John Hosty-Grinnell said...

Mark, the more important message is that GLBT people are buying into the idea that there is something to be ashamed of inherently. Only our actions can be judged, not our being.

Jane Know said...

Actually, I was inclined to agree with this article after reading it in entirety. However, after reading mark d. snyder's comment, that has changed a little. I actually do like the divey gay bars, too, including the male ones. They are usually friendly places where I can go and not worry about being judged by anyone and just have a good time.
Oh, and not be hit on by straight men who think lesbians are hot.

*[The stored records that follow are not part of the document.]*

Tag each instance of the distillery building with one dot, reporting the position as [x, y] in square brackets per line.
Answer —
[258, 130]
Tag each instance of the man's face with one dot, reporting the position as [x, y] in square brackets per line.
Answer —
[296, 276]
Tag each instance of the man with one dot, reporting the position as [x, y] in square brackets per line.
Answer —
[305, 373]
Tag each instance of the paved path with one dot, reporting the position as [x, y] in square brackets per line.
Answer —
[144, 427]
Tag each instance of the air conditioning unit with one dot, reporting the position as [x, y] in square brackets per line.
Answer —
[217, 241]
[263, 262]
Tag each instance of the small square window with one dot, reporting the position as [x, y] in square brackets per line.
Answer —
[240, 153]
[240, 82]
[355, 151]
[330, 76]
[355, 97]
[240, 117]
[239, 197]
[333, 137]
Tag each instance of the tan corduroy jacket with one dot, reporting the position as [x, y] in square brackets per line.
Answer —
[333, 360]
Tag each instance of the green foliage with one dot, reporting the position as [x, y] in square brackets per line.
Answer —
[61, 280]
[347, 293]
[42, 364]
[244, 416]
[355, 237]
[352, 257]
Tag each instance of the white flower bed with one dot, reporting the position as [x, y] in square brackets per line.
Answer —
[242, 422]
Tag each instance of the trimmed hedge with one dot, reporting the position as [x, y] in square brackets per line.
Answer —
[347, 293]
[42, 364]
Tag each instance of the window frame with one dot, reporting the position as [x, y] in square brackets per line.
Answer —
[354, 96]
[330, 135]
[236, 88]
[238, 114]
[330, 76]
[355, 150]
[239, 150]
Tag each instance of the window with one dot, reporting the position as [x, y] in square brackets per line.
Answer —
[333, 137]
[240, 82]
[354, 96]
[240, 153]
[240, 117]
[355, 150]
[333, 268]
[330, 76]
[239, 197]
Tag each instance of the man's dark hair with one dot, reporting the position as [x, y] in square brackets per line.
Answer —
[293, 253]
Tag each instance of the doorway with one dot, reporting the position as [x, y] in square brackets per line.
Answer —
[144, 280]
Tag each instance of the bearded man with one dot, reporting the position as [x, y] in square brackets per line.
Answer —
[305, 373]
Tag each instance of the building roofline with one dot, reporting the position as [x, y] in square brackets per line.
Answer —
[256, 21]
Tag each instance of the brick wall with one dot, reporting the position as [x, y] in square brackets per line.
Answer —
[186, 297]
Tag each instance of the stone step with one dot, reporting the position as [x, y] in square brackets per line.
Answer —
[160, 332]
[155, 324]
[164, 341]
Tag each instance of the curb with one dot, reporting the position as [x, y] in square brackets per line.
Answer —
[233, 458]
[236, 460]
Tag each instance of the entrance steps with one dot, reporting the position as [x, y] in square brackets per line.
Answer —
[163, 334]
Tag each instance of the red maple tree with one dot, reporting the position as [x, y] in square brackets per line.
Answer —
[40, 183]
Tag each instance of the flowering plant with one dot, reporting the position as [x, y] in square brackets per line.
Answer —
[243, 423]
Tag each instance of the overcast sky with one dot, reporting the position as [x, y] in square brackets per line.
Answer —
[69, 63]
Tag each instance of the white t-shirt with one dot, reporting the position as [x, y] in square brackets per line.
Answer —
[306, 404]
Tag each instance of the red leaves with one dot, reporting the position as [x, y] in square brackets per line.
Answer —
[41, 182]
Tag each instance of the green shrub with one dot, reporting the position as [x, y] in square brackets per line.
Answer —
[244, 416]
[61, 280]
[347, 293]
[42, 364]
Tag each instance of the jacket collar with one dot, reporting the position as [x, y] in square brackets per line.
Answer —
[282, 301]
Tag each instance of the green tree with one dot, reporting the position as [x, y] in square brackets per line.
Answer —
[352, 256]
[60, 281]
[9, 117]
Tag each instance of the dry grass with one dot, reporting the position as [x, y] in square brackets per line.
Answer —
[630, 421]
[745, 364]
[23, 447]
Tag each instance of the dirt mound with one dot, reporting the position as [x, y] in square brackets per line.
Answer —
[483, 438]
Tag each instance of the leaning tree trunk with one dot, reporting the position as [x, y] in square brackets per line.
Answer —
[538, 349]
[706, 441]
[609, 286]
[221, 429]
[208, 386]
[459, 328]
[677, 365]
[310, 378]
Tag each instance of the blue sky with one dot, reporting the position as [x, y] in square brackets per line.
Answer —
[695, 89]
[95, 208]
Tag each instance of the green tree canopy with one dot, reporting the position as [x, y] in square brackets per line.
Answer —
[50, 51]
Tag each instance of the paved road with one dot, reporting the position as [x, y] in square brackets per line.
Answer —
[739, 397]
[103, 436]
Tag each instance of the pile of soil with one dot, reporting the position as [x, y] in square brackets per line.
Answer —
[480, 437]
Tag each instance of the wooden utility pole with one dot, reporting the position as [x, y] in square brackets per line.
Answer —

John Hosty-Grinnell said...

Jane, I do see a need for the dive bars, and Mark mentioned the "Eagle" which was one of my favorites when we sued to go around in Boston.

I agree with Don in the sense that we have to make sure we are not buying into the idea that there is something wrong with us. That is one of my primary concerns with our community, making sure they live as equals first in their minds.

Jane Know said...

JHG-True. On the opposite side of not wanting gays to be ashamed, I also find it irritating when straight people go to gay bars *only* for the novelty of it. (ie-bachelorette parties going to a famous gay club here in chicago). it's like they're saying, "I would never come here on a normal night, but since it's a special occasion, let's go stare at the gays and drag queens." Maybe this doesn't bother other people. But it does bother me.

Not to mention the fact that gay people can't even get married, yet they will come to a gay bar to brag about their own marriages.

Straight people who go because it's fun or they want to dance or they are with their friends is a different story.